The opening chapters of the story create a stark dichotomy between what Charlie has and what he does not have, which demonstrates Charlie’s infinitely patient and humble character. Charlie’s four grandparents—all of whom are over ninety—require constant care from his mother, and his father’s meager wages barely buy enough food for their family. The physical differences between Charlie’s home and the chocolate factory further reinforce this dichotomy: Charlie lives in small wooden house on the outskirts of town. The chocolate factory is gigantic, indomitable, and the guardian of untold treasures. Indeed, Charlie’s mattress lies within the shadow of the factory, and he is constantly bombarded with the sight of overabundance while he himself is nearly starving to death.

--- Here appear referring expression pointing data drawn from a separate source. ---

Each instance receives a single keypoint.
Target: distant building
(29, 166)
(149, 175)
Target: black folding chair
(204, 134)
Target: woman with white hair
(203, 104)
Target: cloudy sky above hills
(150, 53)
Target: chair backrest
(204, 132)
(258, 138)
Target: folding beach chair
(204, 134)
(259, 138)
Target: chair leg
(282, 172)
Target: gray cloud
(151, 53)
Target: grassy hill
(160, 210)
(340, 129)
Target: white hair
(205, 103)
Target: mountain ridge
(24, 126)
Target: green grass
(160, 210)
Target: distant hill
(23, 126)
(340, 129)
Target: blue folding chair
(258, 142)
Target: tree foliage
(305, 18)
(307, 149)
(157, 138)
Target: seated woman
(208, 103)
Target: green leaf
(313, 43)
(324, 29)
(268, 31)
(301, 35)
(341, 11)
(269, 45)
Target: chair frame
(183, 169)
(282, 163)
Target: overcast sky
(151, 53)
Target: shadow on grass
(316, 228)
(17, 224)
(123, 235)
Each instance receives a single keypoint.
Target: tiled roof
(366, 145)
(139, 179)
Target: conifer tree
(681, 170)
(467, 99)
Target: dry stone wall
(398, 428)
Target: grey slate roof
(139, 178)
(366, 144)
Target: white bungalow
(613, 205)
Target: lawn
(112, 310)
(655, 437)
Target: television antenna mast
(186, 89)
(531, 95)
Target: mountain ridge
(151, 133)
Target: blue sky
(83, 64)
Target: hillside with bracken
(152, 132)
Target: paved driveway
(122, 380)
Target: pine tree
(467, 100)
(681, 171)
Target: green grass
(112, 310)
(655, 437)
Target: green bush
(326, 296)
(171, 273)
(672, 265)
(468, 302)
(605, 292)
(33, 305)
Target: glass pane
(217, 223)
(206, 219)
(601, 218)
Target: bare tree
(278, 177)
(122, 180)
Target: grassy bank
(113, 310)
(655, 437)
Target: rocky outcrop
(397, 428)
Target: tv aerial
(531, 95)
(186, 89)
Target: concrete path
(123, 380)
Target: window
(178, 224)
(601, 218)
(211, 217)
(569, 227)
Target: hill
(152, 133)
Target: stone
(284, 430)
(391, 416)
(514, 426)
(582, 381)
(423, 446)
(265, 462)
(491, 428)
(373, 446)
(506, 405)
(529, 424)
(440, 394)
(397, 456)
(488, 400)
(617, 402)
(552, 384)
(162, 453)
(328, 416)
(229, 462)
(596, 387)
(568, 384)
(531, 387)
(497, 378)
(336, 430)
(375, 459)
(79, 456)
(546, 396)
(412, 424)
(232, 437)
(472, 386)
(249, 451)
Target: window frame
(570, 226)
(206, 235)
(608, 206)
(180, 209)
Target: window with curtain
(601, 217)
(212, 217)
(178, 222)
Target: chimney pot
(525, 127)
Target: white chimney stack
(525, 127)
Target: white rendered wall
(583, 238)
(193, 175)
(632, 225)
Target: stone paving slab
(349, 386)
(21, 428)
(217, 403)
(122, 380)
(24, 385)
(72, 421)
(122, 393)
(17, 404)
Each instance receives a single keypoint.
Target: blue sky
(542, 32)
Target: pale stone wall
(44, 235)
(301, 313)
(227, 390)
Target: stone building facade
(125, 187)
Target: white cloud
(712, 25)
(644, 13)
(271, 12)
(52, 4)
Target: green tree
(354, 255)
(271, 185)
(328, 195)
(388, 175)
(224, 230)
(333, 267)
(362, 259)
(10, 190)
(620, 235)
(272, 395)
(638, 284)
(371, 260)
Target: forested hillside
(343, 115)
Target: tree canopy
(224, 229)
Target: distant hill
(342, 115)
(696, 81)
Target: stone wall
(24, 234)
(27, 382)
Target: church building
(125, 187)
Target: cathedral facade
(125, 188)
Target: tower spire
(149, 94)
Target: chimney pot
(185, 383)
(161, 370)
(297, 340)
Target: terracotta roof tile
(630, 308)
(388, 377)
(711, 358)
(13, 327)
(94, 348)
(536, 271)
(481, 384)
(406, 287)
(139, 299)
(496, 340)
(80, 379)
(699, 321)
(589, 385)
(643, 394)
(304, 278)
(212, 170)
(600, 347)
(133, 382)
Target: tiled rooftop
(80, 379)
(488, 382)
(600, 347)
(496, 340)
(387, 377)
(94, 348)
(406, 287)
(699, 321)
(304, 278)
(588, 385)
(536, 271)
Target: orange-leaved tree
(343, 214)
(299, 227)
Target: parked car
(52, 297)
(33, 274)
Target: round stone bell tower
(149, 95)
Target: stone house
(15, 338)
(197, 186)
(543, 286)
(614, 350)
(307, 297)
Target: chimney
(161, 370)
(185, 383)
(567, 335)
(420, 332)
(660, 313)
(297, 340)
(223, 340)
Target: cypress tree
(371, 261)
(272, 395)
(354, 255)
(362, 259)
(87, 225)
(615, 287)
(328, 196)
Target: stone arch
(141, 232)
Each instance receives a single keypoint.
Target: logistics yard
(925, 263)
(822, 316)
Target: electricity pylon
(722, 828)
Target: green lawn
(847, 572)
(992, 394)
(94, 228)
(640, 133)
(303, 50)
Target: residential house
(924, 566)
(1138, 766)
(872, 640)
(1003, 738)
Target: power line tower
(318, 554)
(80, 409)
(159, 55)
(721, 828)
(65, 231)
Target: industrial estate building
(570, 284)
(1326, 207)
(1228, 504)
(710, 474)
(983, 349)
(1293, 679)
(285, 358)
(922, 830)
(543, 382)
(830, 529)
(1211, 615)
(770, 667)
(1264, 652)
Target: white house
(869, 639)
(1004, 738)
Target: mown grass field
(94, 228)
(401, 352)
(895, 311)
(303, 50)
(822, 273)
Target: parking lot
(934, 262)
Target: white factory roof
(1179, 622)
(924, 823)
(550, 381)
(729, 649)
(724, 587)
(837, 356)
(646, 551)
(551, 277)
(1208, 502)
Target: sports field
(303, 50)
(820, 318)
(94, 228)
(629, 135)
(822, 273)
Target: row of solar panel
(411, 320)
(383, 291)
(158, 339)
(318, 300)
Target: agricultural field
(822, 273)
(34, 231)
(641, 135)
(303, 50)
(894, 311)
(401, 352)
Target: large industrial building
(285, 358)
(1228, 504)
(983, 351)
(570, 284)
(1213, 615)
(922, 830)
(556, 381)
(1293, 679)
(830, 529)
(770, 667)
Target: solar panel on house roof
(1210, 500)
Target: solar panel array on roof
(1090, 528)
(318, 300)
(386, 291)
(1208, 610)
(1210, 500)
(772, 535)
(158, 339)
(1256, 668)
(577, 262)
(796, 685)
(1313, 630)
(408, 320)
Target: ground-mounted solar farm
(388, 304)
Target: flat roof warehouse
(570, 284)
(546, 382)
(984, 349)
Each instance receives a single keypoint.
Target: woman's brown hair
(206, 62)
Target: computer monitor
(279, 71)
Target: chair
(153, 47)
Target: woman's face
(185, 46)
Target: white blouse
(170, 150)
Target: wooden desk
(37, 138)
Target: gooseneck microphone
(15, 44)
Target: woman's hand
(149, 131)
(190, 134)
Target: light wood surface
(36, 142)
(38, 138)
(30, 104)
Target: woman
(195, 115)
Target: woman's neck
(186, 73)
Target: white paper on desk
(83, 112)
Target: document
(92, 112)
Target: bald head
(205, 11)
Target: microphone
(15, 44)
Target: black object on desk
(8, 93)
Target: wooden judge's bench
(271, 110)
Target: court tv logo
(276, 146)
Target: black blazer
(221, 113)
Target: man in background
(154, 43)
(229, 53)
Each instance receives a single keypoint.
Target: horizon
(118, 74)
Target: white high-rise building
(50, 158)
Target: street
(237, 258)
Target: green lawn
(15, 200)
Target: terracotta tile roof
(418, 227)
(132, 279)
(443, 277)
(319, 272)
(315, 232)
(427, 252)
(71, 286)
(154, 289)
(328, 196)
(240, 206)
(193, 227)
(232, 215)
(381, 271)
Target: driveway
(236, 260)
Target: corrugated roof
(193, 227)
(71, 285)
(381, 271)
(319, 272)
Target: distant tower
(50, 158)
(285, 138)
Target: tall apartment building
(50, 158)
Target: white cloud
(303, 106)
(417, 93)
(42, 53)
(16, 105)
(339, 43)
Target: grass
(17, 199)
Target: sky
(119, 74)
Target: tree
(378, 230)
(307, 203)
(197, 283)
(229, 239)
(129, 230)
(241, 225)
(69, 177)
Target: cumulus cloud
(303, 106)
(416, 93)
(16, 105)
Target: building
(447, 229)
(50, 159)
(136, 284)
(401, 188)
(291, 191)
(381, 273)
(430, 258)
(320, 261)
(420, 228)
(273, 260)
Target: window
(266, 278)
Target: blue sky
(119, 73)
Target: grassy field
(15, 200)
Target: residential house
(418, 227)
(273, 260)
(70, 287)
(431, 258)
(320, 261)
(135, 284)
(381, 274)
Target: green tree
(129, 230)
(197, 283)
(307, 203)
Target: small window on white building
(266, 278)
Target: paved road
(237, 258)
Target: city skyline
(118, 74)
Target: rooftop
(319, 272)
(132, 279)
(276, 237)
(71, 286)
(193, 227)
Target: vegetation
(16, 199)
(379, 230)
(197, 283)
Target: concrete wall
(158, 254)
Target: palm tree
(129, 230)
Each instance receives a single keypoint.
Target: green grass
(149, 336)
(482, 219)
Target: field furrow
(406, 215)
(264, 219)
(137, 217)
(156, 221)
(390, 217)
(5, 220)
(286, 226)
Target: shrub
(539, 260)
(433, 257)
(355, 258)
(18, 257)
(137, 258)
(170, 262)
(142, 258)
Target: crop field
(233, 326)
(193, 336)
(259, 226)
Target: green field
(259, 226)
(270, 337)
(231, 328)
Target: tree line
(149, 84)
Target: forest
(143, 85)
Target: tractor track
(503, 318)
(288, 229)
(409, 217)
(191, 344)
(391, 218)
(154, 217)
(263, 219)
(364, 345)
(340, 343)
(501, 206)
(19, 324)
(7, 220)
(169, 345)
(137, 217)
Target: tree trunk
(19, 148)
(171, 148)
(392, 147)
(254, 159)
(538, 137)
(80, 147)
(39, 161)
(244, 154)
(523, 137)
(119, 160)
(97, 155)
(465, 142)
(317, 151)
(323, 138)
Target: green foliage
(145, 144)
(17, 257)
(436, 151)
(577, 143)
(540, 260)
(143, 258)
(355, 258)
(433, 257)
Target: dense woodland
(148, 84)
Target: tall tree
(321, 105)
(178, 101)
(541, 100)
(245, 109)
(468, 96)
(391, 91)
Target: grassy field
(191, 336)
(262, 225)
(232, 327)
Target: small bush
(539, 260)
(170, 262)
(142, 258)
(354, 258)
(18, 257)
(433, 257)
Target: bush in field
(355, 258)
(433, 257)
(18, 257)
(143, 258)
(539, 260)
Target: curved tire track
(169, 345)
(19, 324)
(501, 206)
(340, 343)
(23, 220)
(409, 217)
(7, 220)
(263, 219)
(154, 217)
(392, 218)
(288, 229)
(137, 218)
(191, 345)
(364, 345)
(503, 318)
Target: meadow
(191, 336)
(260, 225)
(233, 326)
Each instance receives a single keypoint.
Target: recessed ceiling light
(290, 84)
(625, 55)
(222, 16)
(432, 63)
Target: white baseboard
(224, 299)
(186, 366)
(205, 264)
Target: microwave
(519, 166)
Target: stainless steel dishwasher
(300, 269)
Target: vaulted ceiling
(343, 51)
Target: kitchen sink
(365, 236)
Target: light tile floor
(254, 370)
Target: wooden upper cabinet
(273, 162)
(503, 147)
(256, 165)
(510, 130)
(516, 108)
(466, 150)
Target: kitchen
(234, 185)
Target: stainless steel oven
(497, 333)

Grandpa Joe’s stories about the wondrous creations lying within the Wonka vault further magnify the difference between what Charlie has and what others have.
Dahl employs an overly familiar writing style, in which he talks to his reader as if telling the story out loud to an audience. He does this in order to point out to the reader important details, such as with whom to sympathize. Dahl makes Charlie a universally loveable character by having him courteously address the reader—“How d’you do? And how d’you do? And how d’you do, again? I’m pleased to meet you.” —and by almost overemphasizing the hardships in Charlie’s life, like the torture of seeing other kids indulge in chocolate while he goes hungry. Dahl accentuates these hardships through the use of italicizing and further through the use of exclamation points.